In this research, we focus on understanding the consequences of consumer behavior in two different circumstances, both under the bounded rationality framework. First, in a simulated discrete choice experiment context, in which consumers pay selective attention to the attributes of each profile. Second, in an empirical context, where consumers face a life event that makes them adjust their preferences.
In our first work, we propose the use of a machine learning approach based on Support Vector Machines (SVM), to identify the non-attendance of attributes at individual level and to predict the consumer choices in a conjoint experiment. We conduct an extensive simulation study to investigate the performance of the proposed approach. We compare the performance of our proposed approach to different benchmarks from the literature. Our results with simulated data show a better performance in terms of the identification of the non-attended attributes, that improve the predictive ability of the choices of consumers. Finally, we test our approach in two empirical applications previously reported in the literature. We demonstrate the superiority of our approach and the alternative insights derived from our method.

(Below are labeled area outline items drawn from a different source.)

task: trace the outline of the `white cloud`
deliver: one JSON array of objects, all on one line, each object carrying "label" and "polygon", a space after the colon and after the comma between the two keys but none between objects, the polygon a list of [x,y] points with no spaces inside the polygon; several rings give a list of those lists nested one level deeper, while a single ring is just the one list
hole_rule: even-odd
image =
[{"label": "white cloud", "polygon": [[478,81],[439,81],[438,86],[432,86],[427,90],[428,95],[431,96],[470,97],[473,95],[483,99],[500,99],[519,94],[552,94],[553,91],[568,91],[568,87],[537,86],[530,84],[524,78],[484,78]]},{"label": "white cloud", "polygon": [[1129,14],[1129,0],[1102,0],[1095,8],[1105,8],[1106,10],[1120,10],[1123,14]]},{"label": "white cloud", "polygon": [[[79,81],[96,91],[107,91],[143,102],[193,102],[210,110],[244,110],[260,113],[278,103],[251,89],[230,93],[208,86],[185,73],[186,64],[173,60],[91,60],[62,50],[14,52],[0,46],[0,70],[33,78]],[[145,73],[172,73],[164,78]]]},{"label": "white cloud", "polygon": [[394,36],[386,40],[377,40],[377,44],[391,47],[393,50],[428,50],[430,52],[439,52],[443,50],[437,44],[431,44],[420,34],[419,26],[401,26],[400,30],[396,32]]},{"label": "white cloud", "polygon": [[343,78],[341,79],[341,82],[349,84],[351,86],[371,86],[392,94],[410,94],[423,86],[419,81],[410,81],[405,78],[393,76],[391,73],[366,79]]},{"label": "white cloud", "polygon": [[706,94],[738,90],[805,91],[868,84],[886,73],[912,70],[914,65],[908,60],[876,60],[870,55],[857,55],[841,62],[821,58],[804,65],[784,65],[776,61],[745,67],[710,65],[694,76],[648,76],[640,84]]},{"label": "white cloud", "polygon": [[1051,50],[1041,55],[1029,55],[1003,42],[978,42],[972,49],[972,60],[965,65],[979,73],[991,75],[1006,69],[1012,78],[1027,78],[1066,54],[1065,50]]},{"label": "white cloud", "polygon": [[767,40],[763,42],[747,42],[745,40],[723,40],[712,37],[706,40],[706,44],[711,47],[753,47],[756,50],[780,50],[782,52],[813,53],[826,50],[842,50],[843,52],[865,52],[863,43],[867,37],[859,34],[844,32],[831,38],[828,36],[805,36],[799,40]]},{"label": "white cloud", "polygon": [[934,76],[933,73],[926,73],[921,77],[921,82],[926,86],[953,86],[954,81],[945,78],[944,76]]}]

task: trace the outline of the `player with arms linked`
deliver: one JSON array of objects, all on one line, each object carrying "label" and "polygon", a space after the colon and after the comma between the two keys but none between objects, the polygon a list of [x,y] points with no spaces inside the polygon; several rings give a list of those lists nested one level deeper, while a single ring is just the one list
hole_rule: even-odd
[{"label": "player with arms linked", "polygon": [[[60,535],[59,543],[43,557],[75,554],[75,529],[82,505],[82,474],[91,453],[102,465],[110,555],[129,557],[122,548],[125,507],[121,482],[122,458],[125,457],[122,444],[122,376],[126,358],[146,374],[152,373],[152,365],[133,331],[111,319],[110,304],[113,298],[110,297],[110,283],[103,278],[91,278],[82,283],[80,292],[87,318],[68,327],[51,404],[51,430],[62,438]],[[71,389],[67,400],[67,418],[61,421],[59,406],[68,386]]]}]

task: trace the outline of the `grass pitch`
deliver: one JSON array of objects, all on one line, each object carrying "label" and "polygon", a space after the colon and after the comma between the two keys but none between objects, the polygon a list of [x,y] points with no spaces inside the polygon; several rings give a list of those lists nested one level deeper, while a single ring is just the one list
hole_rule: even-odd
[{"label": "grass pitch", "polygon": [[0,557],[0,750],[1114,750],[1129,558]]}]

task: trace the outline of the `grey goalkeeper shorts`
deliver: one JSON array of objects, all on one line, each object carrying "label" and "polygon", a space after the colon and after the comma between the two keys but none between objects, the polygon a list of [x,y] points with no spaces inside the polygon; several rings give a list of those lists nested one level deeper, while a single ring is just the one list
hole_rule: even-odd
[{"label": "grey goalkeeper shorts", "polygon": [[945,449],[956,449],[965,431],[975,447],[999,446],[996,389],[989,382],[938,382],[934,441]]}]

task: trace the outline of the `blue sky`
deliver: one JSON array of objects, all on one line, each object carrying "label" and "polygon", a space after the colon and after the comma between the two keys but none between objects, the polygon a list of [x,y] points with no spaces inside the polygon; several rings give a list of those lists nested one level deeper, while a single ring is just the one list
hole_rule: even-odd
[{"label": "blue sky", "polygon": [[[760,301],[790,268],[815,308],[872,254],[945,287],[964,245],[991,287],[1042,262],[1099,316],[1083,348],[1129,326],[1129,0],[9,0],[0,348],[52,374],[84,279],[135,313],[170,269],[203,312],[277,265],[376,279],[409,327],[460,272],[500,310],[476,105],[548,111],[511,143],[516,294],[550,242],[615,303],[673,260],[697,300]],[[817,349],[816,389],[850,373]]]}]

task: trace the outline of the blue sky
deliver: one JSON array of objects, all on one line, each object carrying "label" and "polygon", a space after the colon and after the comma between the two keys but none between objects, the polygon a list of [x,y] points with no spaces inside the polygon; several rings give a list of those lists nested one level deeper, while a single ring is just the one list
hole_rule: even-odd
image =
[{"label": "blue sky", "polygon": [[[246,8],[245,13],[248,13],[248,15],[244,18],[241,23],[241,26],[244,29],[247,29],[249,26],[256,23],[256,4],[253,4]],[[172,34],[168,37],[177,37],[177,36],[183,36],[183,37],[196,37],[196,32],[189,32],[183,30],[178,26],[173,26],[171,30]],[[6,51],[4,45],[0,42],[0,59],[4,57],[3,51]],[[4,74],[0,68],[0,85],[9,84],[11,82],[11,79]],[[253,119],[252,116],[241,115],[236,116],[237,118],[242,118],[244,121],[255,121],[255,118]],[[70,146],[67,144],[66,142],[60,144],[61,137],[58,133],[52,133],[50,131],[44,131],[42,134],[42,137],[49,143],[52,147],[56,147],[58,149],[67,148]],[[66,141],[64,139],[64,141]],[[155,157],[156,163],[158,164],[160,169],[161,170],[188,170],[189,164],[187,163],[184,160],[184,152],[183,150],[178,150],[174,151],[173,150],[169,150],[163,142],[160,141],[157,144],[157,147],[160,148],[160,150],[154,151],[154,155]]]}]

In our second work, we study how the consumption behavior of first-time parents is affected, both during the pregnancy period and after birth. We combine a unique dataset that identifies precisely the date of childbirth with a supermarket credit card data. We observe detailed supermarket transactions and aggregated purchases made at different external companies using the credit card, to investigate the relationship between pregnancy, childbirth and consumption. To examine the causal effect of pregnancy and childbirth on consumption, we use a causal random forest methodology. Our results show statistically significant impacts in 44\% of the analyzed product categories during the pregnancy period, and in 48\% of the product categories studied during the post-birth period.